Simon can push the envelope with his characters because, with all their flaws, they feel as real as the environment they inhabit. While most procedural dramas feature a different case each week, "The Wire" focuses on just one criminal case over the course of 12 episodes, widening its scope to include a multitude of characters and story lines so the net result feels like a novel or a symphony. In each episode, the population of "The Wire" seems to move in harmony like a beehive, hustling, chitchatting, intimidating each other, giving each other shit, cracking eggs into beers and calling it breakfast, avoiding work or looking for work, pulling scams and pulling strings. These aren't good people or bad people, and they're no more charismatic or funny or special than anyone you know. They're believable. The dialogue is strange, snappy, anecdotal and sometimes (often, actually) pretty tough to follow, but it all feels organic.
Even after the great storytelling and amazing performances, there are so many other things to like about this show, it's tough to know where to begin. I like that the female cops on the show have such an understated rapport with their male co-workers. Even on shows as good as "NYPD Blue," the female cops tend to be coy and dolled up. Simon's female characters hold their ground, joke around without being cute and command real respect and friendship from their peers.
I like that a kaleidoscope of different cultures and attitudes is reflected, from union laborers to Greek criminals to Catholic priests to gay drug dealers, but the writers don't sugarcoat or hand-hold -- the characters talk about each other in openly racist terms. Anyone who's familiar with hard-bitten industrial towns of the Northeast, where there are five different Catholic churches, two Jewish temples, a Pentecostal storefront and, these days, a mosque within a few blocks of each other, knows that this is how many immigrants explain their differences. I like that the cops openly dislike and harass each other in a less than good-natured way, that the show is set in Baltimore and not L.A. or New York, that there's so much humor laced into even the heaviest scenes.

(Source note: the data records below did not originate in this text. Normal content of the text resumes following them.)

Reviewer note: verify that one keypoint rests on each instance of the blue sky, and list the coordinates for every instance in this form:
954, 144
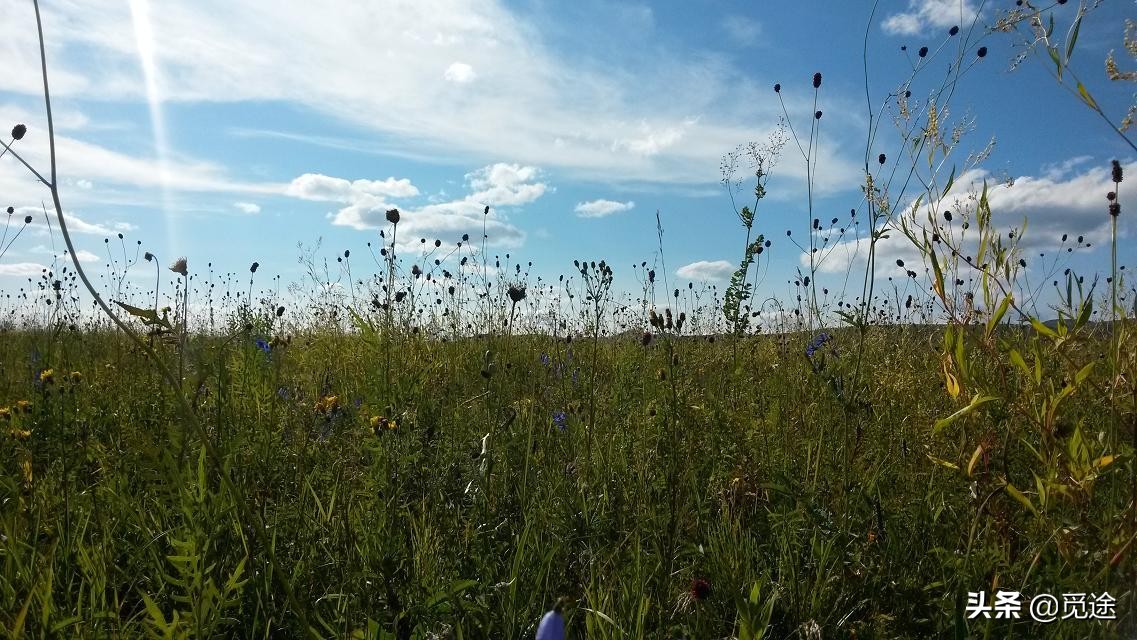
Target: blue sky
232, 131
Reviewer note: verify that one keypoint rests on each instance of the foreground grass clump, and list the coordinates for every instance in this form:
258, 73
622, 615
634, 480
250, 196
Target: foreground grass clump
714, 487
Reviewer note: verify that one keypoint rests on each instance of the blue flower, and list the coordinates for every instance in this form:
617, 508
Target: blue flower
552, 626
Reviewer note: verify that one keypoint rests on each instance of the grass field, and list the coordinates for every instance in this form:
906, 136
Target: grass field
445, 446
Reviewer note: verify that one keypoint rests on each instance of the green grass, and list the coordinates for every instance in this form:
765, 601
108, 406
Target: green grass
730, 460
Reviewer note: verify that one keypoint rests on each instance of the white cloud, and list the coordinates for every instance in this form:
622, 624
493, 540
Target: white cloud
600, 208
459, 73
323, 188
231, 52
705, 269
85, 256
504, 184
22, 269
1056, 202
923, 15
741, 30
499, 184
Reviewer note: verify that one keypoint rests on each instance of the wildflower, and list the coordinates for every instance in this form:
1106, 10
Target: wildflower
328, 405
553, 623
700, 589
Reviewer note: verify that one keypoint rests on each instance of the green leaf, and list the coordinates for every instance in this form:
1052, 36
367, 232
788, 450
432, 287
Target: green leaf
149, 317
993, 322
1013, 491
1089, 99
1072, 35
977, 401
1043, 329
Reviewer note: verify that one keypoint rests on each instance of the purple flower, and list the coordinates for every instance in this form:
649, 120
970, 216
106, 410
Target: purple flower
552, 626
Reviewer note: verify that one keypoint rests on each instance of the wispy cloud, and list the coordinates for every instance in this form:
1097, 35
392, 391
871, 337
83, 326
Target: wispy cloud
923, 15
524, 96
706, 271
600, 208
495, 185
741, 30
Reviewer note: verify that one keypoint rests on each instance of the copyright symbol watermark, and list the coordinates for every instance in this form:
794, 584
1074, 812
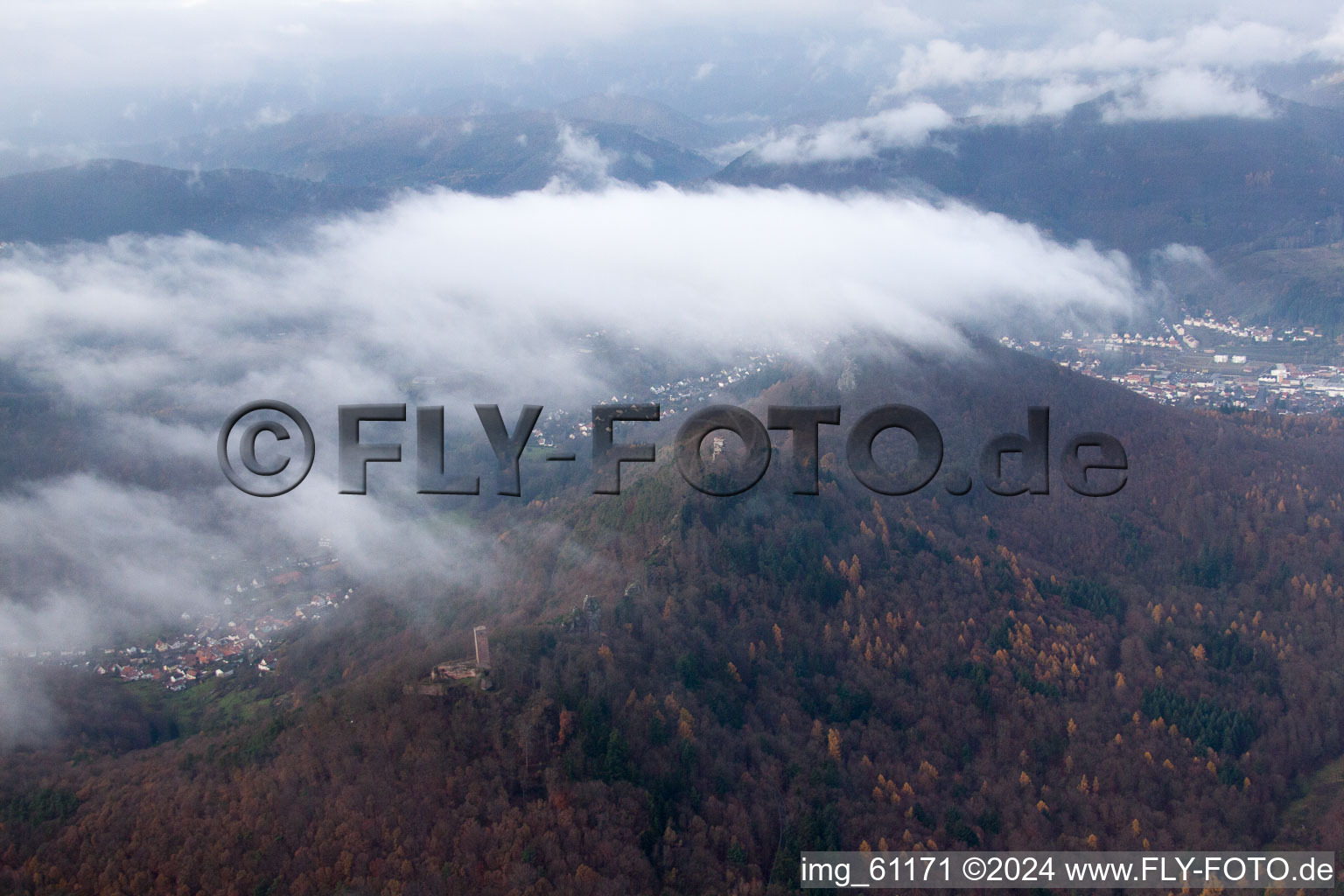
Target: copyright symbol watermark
266, 473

Most of all, it's exciting that TV dramas are getting this good. "The Wire" might be too slow-paced and complicated for a lot of viewers -- it's no "24," after all. But it's gratifying to watch this series captain a whole new exploration of the form, leaving the standard conventions of episodic television flailing in its wake. If, after watching this series, a TV drama starts to look like a haiku, it's because "The Wire" is, by comparison, an epic poem. Like "The Odyssey," "The Wire" invites us into a world that's complex yet harmonious, darkly imaginative and, above all, deeply human.